Stormy Pattern Not Likely to Change

By: Lindsey Brown Email
By: Lindsey Brown Email

Rain, strong wind, flood watches and tornado warnings have been a constant during the past few months in Mississippi and Alabama.

"It's terrible," said Margaret Haskins of Meridian. "You don't know from one day or the next whether it will be raining, cold."

"I've never been accustomed to anything like this," said Doyle Watkins of

"It's weird. Every week we are having bad weather," said Meridian resident, Peggy McInnis.

According to Newscenter 11 chief meteorologist, Trent Hughes, most of the bad weather we have seen has been caused by the presence of warm, moist air and an approaching cold front.
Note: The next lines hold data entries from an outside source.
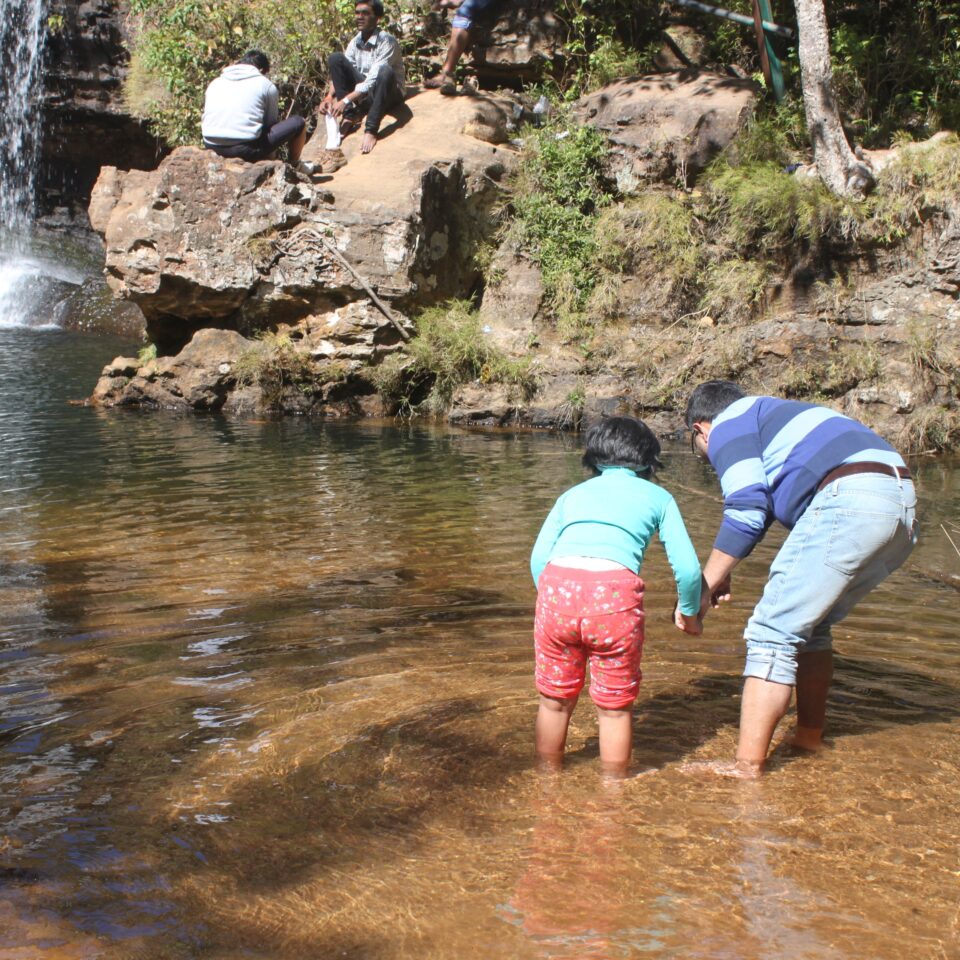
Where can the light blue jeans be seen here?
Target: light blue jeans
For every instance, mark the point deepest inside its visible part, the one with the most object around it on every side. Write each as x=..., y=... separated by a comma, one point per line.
x=856, y=531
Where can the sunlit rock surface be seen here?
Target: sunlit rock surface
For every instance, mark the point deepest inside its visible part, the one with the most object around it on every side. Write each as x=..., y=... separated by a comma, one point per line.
x=667, y=126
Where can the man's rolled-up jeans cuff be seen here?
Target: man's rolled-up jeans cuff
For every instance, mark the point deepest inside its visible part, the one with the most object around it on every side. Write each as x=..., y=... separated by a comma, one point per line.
x=775, y=664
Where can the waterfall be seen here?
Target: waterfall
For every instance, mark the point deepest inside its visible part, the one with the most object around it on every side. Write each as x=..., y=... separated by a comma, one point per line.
x=29, y=276
x=22, y=24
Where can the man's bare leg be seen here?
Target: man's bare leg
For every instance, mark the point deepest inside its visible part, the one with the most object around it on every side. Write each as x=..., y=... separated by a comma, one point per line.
x=459, y=42
x=295, y=146
x=814, y=675
x=764, y=703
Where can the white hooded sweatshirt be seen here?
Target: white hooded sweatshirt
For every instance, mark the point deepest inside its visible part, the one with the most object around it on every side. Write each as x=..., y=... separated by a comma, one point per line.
x=239, y=105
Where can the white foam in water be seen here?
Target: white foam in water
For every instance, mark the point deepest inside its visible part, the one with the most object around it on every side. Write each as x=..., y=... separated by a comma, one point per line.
x=31, y=286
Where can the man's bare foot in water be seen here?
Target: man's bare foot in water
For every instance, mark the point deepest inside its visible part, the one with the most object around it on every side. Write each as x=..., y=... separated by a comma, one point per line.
x=734, y=769
x=808, y=739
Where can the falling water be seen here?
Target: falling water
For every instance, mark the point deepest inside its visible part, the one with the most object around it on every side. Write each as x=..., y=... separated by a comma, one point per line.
x=21, y=40
x=29, y=278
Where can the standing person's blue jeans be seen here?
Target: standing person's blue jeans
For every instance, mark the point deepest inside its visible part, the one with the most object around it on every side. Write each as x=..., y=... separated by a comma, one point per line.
x=856, y=531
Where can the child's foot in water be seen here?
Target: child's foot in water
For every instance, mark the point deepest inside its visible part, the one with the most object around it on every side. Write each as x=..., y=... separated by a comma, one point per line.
x=733, y=769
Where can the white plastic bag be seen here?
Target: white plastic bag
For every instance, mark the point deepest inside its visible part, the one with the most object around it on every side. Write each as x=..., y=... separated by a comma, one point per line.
x=333, y=132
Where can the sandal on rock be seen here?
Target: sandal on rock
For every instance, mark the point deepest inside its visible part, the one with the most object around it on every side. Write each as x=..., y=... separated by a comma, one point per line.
x=443, y=82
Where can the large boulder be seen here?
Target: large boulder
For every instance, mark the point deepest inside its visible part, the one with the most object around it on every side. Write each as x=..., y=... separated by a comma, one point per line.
x=203, y=241
x=523, y=39
x=667, y=126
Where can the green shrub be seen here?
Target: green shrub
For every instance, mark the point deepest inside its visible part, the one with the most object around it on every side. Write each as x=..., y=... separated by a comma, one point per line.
x=758, y=206
x=732, y=288
x=274, y=365
x=655, y=228
x=558, y=194
x=449, y=349
x=606, y=40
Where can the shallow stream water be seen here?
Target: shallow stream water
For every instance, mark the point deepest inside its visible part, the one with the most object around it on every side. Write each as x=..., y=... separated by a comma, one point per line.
x=266, y=691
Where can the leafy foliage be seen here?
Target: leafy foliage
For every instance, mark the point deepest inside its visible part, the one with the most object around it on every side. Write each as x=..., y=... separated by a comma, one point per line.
x=449, y=349
x=274, y=365
x=606, y=40
x=558, y=195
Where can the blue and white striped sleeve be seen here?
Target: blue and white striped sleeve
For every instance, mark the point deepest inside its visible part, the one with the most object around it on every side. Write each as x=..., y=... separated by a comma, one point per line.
x=737, y=455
He called that a recipe for disaster.

"These fronts, when they come through, they have a lot of moisture to work with, a lot of daytime heating with temperatures in upper 70s. And so the fuel is there for the thunderstorms," said Hughes.

Those in the weather community were expecting a dry spring, because we are currently under 'La Nina' conditions. However we've seen just the opposite.

"Typically you get these weather patterns in an 'El Nino' situation, where the waters are warmer," Hughes said. "In that situation we would expect a milder winter and 'La Nina' is usually drier."

It's not just Mississippi and Alabama suffering through the erratic weather. Much of the southeast has been blasted with tornadoes and flooding. With more severe weather in the forecast for the next 48 hours, the clean up continues.